Wie berichtet war dies das erste, direkte Zusammentreffen zwischen Scholz und einem Lampedusaflüchtling. Die kritischen Fragen der SchülerInnen wurden nicht lange zurückgehalten: „Wie reagieren Sie auf 1.000 SchülerInnen, die beim Schulstreik Parolen gegen sie und ihre Partei riefen?“, „Nicht locker“, antwortete Scholz kurz. „Das Thema Flüchtlinge bewegt mich schon seit Jahren.“ Er erkannte aber auch: „Die Protestler haben ein gutes Herz, sonst würden sie sich nicht für solch ein Thema einsetzen.“ Nachfragen zur Lampedusagruppe wurden klar beantwortet: „Ich kann keine Zusage auf Asyl geben. Ich kann mich nur dafür einsetzen, dass es ein ehrliches Asylverfahren gibt, wie bei jedem Flüchtling.“ Dass der Bürgermeister aber auch Änderungsbedarf beim Asylrecht sieht erklärte er auf eine Nachfrage von Fabiola Cruz. „Ich habe mich dafür eingesetzt, dass in den Koalitionsvertrag aufgenommen wurde, dass wir bei gut integrierten Menschen andere Richtlinien anwenden können.“ Das würde bedeuten, wenn es sich zum Beispiel um engagierte SchülerInnen handelt, könnte es eine größere Wahrscheinlichkeit bei der Bewilligung des Asylantrages geben.
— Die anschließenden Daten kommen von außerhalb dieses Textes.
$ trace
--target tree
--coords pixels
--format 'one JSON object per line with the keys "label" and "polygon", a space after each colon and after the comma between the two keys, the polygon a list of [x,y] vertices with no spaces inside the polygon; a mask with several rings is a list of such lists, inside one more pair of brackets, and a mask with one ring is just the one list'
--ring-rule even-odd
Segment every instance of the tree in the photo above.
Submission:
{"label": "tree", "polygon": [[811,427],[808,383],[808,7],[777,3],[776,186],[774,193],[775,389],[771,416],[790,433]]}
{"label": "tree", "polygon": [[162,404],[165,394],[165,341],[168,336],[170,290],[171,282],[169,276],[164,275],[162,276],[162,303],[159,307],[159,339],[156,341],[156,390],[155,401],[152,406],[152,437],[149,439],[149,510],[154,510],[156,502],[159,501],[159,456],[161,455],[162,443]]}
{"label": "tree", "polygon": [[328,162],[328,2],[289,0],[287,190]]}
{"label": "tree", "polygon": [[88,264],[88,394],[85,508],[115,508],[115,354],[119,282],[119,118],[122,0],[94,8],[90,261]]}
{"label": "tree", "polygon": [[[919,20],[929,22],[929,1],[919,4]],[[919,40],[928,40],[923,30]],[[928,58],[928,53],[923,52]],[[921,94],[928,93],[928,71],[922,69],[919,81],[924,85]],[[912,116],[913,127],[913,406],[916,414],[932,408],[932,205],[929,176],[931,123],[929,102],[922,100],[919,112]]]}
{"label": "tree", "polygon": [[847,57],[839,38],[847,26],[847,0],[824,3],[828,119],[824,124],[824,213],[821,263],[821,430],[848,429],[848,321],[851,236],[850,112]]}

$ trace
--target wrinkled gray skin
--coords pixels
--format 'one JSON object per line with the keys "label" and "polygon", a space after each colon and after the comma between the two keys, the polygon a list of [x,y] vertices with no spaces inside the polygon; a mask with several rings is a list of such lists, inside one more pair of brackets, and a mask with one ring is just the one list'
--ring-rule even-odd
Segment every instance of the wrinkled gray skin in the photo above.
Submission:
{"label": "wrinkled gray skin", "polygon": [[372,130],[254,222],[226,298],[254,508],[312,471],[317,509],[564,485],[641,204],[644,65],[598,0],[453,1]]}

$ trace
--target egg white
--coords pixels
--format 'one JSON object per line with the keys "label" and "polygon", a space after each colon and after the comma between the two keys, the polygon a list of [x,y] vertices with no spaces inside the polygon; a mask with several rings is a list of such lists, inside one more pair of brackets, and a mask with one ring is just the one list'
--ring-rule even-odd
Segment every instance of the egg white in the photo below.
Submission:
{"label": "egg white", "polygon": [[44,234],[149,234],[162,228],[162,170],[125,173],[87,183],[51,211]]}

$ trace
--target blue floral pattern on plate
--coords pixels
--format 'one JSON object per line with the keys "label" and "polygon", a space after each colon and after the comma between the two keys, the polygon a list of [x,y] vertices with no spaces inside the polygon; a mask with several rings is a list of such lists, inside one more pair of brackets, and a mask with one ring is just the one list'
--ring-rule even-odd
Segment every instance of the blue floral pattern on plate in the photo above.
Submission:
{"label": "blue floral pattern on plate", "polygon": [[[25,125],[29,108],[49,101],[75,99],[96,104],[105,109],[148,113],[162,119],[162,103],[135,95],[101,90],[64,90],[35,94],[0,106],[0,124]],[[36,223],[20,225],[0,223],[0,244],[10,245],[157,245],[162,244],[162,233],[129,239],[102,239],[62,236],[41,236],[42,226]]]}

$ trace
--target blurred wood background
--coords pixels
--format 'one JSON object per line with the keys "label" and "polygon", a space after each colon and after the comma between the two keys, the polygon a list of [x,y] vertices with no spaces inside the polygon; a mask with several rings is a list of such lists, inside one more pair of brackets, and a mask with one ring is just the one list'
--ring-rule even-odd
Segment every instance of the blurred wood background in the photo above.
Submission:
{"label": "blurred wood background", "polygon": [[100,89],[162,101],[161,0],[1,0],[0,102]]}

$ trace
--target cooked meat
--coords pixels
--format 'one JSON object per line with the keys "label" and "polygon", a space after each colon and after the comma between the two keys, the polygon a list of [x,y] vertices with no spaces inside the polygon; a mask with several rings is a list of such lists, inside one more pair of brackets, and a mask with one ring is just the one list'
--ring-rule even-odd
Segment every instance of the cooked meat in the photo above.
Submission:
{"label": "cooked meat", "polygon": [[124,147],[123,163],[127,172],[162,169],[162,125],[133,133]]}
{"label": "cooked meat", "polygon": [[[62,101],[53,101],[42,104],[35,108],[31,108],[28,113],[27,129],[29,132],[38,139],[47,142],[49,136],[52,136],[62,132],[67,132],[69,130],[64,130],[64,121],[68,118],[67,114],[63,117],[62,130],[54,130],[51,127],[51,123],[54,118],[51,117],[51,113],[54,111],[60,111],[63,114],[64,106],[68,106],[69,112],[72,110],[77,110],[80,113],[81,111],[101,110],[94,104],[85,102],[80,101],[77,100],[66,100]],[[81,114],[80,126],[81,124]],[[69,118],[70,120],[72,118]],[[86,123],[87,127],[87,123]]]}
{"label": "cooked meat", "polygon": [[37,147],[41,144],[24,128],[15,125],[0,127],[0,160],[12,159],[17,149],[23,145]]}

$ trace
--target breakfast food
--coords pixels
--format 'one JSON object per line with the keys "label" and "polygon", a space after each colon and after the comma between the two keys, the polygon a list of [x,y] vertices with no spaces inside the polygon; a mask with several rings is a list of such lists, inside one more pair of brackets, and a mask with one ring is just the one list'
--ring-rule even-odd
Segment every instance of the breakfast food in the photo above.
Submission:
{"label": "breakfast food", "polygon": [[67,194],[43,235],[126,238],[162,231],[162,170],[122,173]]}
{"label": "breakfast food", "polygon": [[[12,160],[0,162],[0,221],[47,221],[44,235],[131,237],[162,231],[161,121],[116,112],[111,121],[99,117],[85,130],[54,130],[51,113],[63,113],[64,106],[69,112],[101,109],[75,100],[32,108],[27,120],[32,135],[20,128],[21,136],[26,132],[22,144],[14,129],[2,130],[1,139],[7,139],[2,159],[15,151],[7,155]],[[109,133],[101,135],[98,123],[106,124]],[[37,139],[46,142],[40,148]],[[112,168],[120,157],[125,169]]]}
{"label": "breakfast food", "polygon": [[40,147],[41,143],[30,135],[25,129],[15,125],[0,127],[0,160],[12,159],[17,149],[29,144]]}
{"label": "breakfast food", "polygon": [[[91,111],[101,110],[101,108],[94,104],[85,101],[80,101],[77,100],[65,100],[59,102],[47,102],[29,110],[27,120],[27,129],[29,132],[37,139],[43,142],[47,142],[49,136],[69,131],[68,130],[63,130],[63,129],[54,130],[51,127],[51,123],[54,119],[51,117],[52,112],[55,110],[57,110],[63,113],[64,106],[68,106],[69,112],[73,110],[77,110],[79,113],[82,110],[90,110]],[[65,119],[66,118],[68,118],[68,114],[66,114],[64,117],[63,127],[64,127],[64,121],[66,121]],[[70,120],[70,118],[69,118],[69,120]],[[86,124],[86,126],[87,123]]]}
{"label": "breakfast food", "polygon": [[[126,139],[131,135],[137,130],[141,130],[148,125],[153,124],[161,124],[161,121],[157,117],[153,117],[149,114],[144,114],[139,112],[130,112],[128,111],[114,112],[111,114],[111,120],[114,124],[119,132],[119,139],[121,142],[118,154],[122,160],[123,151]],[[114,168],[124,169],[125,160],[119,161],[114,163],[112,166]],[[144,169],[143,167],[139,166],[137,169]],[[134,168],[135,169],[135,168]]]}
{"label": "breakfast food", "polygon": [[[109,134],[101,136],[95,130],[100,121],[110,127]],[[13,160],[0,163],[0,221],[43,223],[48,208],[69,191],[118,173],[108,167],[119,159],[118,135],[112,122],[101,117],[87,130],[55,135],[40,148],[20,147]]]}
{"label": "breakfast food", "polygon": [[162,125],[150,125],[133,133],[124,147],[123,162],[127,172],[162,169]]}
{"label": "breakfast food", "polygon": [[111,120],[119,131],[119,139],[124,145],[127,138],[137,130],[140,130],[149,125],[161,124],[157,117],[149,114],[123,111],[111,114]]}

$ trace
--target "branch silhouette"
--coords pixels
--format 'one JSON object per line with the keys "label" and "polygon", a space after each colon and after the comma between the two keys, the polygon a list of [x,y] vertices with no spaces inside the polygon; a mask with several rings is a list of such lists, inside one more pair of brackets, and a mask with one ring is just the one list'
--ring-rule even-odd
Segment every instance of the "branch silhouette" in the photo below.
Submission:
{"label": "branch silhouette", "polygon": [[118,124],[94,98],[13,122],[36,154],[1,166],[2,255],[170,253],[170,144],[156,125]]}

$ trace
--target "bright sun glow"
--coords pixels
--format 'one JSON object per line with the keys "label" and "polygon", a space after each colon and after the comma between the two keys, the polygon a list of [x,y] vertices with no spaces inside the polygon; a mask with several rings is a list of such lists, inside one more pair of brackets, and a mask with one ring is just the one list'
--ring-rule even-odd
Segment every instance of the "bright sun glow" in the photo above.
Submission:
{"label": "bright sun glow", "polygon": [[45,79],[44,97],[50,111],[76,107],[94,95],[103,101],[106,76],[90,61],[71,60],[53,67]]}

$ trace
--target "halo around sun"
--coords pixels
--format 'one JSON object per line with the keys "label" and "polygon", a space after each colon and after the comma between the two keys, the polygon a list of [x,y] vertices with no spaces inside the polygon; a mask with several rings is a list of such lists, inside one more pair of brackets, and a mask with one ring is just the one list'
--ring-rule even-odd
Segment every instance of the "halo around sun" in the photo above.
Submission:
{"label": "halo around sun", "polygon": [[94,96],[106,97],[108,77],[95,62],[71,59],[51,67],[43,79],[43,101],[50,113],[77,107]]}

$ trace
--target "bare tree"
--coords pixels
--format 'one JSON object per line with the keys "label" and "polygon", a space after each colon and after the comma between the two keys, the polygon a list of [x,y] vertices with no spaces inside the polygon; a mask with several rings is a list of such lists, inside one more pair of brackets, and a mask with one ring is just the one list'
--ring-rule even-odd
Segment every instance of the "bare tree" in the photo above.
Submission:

Vorschläge zur Flüchtlingspolitk werden überreicht

„Wir werden die Forderungen aus den Workshops im Landesvorstand ausarbeiten und dann an Olaf Scholz übergeben.“, erklärt Jan Sieveking, aus dem Landesvorstand der schülerInnenkammer hamburg, nach der Veranstaltung. Die Veranstaltung hat gezeigt, dass sich viele Jugendliche auch mit politischen Themen auseinandersetzen, selbst wenn sie nicht direkt im Politikunterricht behandelt werden. Es war eine gelungene Veranstaltung, zum einen zur Aufklärung über die Flüchtlingsproblematik und zum anderen, um Ideen zu sammeln, wie zukünftig damit umgegangen werden kann.